For immediate release
September 6, 2006
312-663-4373 x243 or 312-446-1766 (cell)
CHICAGO – UNITE HERE Locals 1 & 450 announced a tentative agreement with Hyatt in Chicago covering 1,900 workers at four area hotels. The agreement was reached late Sunday night. Hotels covered include the Hyatt Regency Chicago, the Hyatt Regency O’Hare, the Hyatt Regency McCormick Place and the Park Hyatt Chicago.
“We are very pleased to reach this agreement with Hyatt. We’re proud that one of the world?s largest hotel companies has its global headquarters here in Chicago,” said Local 1 President Henry Tamarin. “However, we remain deeply concerned about more than 2,000 union brothers and sisters who have been working without contracts in five Hyatts in San Francisco, Honolulu and Monterey, California.”
Hyatt has been engaged in a brutal labor dispute in San Francisco, where the company locked out workers at two properties in the fall of 2004 for nearly two months. Workers there have been working without a contract since September 2004, and have not seen a raise during that period.

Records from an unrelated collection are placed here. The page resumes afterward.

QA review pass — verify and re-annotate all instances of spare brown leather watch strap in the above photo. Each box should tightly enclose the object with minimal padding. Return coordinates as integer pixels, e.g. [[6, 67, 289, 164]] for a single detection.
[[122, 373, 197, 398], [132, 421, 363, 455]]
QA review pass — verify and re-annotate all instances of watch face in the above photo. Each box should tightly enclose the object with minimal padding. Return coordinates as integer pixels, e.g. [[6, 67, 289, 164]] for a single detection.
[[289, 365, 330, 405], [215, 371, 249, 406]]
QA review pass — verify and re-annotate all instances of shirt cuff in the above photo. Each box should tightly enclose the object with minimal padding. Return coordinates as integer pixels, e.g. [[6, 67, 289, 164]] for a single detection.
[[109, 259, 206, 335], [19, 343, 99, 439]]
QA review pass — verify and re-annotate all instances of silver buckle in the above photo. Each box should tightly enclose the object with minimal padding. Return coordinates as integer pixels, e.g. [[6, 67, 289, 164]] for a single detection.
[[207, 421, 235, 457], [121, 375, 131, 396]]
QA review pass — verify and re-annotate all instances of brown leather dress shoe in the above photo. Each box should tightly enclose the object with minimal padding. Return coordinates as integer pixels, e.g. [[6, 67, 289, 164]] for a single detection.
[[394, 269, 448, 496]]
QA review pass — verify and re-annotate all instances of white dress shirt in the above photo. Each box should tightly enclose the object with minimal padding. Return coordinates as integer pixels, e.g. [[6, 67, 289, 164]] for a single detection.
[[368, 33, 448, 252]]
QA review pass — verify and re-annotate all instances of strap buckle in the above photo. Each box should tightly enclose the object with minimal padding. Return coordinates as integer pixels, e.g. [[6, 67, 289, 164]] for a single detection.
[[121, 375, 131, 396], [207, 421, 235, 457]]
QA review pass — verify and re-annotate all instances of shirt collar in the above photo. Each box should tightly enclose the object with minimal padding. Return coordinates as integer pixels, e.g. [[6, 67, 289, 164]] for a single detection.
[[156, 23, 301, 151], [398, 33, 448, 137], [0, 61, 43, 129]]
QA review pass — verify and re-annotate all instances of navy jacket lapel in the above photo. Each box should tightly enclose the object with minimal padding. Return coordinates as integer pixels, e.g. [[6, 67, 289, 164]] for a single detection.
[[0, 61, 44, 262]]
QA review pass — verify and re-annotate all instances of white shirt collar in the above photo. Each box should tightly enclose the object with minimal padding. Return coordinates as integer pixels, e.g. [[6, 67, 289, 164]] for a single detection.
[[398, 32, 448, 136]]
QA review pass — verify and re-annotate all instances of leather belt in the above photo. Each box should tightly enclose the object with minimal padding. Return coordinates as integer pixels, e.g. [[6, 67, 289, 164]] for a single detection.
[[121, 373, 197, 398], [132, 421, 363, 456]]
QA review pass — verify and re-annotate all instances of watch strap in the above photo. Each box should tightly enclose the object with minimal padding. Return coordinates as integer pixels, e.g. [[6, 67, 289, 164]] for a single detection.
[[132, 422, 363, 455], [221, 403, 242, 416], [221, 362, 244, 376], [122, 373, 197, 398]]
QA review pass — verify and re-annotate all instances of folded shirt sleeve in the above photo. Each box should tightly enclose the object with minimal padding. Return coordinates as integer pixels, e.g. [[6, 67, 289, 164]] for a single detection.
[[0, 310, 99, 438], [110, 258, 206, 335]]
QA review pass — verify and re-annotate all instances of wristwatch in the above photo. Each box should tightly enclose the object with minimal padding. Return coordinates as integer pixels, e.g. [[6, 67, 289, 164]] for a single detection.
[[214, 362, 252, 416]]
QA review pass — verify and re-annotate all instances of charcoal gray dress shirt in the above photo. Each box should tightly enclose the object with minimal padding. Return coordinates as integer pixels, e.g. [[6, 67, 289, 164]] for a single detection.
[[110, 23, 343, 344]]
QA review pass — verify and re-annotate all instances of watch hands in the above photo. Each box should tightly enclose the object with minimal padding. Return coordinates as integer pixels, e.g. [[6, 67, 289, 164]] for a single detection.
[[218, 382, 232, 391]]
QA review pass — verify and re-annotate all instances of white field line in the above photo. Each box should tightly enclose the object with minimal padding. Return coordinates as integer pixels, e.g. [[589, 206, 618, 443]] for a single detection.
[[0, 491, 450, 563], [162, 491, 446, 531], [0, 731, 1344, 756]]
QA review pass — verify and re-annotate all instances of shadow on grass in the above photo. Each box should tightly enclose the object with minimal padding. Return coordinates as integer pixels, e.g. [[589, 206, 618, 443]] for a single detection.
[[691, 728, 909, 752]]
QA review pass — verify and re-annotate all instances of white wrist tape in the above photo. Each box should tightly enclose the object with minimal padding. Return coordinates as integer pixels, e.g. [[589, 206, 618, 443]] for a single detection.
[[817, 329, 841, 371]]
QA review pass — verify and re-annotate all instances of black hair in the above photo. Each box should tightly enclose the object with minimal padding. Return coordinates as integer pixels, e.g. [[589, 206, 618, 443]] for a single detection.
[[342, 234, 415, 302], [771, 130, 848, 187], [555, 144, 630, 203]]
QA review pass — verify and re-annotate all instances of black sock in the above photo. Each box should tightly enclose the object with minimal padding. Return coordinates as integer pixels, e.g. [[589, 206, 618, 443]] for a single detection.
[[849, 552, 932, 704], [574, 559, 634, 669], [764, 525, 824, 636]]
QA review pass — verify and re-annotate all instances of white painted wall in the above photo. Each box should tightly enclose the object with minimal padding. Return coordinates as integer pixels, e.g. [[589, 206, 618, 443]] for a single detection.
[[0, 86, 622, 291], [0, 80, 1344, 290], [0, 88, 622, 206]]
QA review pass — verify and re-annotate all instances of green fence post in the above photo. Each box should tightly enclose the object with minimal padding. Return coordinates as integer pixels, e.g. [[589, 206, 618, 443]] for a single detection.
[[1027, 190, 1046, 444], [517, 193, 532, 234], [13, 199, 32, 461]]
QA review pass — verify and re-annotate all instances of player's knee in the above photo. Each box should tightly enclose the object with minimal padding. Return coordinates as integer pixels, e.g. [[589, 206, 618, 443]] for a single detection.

“We cannot let Global Hyatt get away with what they are doing in other cities. This Thursday, we will march on their corporate headquarters to demand justice in California and Hawaii,” said President Tamarin. Hundreds of workers are expected for the march on Global Hyatt, 71 S. Wacker Drive, on Thursday September 7 at 4:30 – 6:30 pm.
The tentative Chicago agreement with Hyatt mirrors one reached with Hilton last week. Hilton workers are scheduled to vote on ratification on Wednesday September 6. Details of the settlement will be released after ratification.
Contracts remain unsettled with the Starwood chain, covering 5 area properties. Another 11 properties, including the Ritz Carlton, Fairmont and others have signed “me-too” agreements with the union. A “me-too” agreement means the hotels will adopt the same terms negotiated by Starwood.
In addition, the Allerton Crowne Plaza and Hotel Raffaello in downtown Chicago have delayed negotiations, signaling potential labor disputes to come.